The ripple effects of the weak NL Central could cause similar problems in the AL, where the White Sox, Twins, and Indians are all likely to cause problems in the playoffs, potentially for each other. So how does a team tank to win in the AL? Well, that’s going to depend on which AL East teams they fear least. The A’s seem locked into their division title and a top-three seed, as do the Rays. It’s not impossible to see them maneuvering to face their pick of Toronto, Houston, or Cleveland, depending on how things shake out for them. The Astros in particular look vulnerable — facing them could mean a much cleaner path through than going through Shane Bieber, Carlos Carrasco, and some combination of Zach Plesac and Aaron Civale (Zaaron Plesivale? Aarack Civalesac?).

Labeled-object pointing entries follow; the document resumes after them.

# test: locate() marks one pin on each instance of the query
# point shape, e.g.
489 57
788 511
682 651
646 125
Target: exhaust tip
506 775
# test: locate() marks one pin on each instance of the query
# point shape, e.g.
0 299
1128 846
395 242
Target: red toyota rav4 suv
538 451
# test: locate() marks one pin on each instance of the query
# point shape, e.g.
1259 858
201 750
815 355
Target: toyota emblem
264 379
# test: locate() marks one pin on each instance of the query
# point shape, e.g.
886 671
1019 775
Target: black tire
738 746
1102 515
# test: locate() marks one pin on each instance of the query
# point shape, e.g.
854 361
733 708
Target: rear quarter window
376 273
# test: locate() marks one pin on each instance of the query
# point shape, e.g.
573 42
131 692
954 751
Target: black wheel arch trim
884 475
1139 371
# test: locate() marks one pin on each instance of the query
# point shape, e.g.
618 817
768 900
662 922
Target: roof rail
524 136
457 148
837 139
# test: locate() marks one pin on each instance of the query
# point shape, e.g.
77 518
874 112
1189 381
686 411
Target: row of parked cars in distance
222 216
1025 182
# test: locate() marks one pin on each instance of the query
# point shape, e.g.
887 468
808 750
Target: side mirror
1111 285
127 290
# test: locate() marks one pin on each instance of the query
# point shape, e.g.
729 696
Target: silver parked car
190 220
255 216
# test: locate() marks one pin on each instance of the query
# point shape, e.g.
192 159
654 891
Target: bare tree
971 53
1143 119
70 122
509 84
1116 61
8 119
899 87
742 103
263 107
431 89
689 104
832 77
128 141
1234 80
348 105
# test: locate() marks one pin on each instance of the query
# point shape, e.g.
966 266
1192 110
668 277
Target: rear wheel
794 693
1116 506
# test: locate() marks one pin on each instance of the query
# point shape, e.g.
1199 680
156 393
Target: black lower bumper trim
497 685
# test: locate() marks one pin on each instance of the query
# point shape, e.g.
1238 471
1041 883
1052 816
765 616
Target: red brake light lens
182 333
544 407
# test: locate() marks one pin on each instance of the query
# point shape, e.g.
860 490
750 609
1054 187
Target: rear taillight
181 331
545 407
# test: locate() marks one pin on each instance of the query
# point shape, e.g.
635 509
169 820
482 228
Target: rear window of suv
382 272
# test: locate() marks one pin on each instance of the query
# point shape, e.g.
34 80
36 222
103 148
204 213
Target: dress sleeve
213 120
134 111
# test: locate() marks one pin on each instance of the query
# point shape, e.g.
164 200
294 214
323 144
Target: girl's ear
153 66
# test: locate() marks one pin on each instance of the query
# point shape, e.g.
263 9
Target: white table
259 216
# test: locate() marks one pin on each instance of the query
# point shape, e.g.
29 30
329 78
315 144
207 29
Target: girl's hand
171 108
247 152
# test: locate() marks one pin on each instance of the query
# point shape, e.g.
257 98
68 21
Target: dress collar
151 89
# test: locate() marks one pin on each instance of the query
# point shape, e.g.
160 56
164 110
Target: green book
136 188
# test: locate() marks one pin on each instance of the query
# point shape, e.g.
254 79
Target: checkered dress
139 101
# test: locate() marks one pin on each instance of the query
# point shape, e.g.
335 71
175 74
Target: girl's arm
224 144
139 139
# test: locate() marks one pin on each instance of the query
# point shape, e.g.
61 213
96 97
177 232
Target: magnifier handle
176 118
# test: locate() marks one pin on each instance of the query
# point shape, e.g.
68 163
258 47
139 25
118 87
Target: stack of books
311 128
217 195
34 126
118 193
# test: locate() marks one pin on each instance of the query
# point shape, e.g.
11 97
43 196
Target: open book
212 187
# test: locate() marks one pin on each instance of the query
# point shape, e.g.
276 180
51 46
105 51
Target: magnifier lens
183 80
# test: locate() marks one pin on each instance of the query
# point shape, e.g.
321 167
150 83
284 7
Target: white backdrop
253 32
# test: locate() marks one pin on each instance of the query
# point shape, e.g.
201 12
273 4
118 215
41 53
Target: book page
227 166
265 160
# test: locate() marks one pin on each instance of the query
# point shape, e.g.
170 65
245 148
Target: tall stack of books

I have low expectations for this. Reports indicate that the MLB is interested in making these changes permanent, which scares me because I prefer a world where we can at least pretend that the best team won the World Series. So in the interest of the sport’s future, let’s hope that Marlins tank their way to a third World Series win, if only to scare Manfred out of doing this again.

Photo by Andrew Dieb & Kyusung Gong/Icon Sportswire | Adapted by Michael Packard (@designsbypack on Twitter & IG)

Alexander Chase

Alexander Chase starting playing fantasy baseball in 2010 because he didn't have a real team to support. Since moving to Baltimore, he still hasn't found one, but he likes Camden Yards. Alexander tweets about sports at @chase_rate.

One response to “How to Tank to Avoid the Padres”

  1. Avatar PC says:

    Finally see an article on this!!

    Strong 1-4 half and weak 3-6 matchup will definitely be a thing fairly frequently if this format stays permanent. As you mentioned, 1-4 issues are already very likely this year in both NL and AL. With LAD-SD 1-4 almost locked in, I’m already expecting another CWS-[MIN-NYY]-CLE 1-4-5-8 half if Rays can hang onto division title (Poor Twins?!).

    To be fair, it also took NBA quite some time and many bad matchups to go from guaranteed top-3 to guaranteed top-4 to division title doesn’t matter. And it’s just a very “baseball thing” to not look at those histories and value its own sort of “tradition” more, so really not expecting fairness to be valued soon in either 8-team or 5-team formats.